Caso Dark Horse: polícia busca servidores que validaram pagamentos a ONG

A Polícia Civil pediu documentos sobre execução de pagamentos e determinou identificação dos agentes públicos ligados ao contrato com o ICB

13/09/2026 16:06
Arte/Metrópoles
Dark Horse

Após levantar suspeitas sobre os contratos mantidos entre o Instituto Conhecer Brasil (ICB) e a Prefeitura de São Paulo (SP), a Polícia Civil de São Paulo determinou que a Secretaria Municipal de Inovação e Tecnologia (SMIT) prestasse esclarecimentos sobre a execução dos contratos e os pagamentos realizados à entidade.

Em 31 de março deste ano, o delegado Julio Siqueira Gomes, da Polícia Civil de SP,  oficiou a SMIT para que repassasse aos investigadores cópia integral do procedimento administrativo relacionado à contratação do ICB, incluindo documentos de habilitação, execução, fiscalização e pagamentos feitos à entidade.

“Bem como informar a qualificação completa do gestor e do fiscal do contrato mencionado, bem como indicar os agentes públicos responsáveis pela validação das medições e autorizações de pagamento correspondentes e encaminhar, caso existentes nos autos administrativos, cópia de eventuais contratos de subcontratação”, disse.

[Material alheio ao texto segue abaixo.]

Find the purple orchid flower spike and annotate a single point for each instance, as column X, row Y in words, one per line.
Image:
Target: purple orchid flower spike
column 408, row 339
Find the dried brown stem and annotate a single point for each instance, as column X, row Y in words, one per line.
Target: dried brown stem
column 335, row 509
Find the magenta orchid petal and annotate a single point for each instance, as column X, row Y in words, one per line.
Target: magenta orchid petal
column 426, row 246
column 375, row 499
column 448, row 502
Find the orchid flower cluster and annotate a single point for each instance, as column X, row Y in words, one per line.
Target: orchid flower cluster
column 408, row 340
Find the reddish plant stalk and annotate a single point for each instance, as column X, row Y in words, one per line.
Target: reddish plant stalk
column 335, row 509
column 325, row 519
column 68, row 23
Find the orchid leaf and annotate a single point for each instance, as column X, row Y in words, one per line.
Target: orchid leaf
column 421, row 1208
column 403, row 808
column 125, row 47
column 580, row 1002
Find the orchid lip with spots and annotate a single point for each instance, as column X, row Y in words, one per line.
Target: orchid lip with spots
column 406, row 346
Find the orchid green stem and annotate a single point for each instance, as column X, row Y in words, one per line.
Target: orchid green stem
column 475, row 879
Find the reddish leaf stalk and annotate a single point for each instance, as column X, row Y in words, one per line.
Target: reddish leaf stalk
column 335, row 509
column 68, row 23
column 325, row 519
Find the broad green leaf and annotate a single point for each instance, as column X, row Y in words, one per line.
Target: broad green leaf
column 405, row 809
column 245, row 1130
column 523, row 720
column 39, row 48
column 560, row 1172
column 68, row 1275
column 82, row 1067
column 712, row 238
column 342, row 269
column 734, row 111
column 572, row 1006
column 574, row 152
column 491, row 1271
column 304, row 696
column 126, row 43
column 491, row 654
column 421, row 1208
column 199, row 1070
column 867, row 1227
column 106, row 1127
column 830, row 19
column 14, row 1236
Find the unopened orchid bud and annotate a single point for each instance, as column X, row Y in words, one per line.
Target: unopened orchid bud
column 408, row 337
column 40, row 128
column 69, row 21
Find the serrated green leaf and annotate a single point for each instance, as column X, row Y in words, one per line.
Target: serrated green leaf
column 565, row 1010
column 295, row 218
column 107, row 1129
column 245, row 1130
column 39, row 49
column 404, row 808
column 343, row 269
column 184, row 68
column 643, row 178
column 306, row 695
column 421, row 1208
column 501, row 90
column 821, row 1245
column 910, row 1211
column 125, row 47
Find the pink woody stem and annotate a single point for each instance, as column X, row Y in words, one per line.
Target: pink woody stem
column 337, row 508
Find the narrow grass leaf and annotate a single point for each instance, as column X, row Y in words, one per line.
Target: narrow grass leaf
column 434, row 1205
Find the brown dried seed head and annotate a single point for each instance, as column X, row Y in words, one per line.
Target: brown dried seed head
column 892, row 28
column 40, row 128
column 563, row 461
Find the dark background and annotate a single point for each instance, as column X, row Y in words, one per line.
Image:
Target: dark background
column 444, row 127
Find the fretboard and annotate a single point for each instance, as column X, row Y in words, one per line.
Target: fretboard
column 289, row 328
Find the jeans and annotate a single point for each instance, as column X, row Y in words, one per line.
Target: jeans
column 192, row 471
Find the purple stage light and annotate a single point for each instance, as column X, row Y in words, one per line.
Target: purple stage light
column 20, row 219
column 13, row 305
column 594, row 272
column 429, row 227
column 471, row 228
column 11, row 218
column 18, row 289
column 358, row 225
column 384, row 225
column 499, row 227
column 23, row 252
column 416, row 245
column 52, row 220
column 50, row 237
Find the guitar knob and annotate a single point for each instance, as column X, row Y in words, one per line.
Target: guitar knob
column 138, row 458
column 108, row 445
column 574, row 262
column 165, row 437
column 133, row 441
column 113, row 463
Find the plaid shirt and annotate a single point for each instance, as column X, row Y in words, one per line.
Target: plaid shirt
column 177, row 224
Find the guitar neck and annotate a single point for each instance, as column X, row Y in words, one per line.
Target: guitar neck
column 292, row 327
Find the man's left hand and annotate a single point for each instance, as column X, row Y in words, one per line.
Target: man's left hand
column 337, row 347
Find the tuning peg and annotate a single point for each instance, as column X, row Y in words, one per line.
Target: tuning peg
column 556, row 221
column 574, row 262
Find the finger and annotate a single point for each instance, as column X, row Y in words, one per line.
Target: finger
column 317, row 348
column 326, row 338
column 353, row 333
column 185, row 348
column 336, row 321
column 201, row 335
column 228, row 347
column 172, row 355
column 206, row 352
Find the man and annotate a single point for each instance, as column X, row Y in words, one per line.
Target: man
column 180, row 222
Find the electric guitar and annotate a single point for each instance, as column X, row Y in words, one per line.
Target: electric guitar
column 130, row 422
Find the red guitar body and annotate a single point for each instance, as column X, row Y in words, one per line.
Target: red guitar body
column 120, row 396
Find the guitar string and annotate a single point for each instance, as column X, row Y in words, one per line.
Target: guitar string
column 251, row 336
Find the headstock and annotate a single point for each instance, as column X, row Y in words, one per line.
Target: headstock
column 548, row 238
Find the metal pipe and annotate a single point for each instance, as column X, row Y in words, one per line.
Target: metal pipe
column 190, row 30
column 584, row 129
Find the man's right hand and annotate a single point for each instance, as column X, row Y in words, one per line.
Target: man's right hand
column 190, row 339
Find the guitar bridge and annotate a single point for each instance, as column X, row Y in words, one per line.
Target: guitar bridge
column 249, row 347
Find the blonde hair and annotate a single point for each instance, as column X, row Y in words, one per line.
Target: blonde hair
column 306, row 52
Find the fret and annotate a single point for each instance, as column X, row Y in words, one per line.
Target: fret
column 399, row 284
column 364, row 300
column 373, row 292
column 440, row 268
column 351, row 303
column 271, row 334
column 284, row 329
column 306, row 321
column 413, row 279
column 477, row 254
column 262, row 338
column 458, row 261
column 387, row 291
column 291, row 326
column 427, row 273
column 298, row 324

Os documentos revelam que a secretaria recebeu o ofício em 13 de abril, mas demonstram que, pelo menos até 20 de maio, a pasta não havia respondido.

Diante da ausência de resposta da SMIT, foi determinada uma nova diligência. Uma equipe da 2ª Delegacia de Polícia sobre Crimes contra a Administração deveria identificar os responsáveis pelo ICB e levantar informações sobre a contratação.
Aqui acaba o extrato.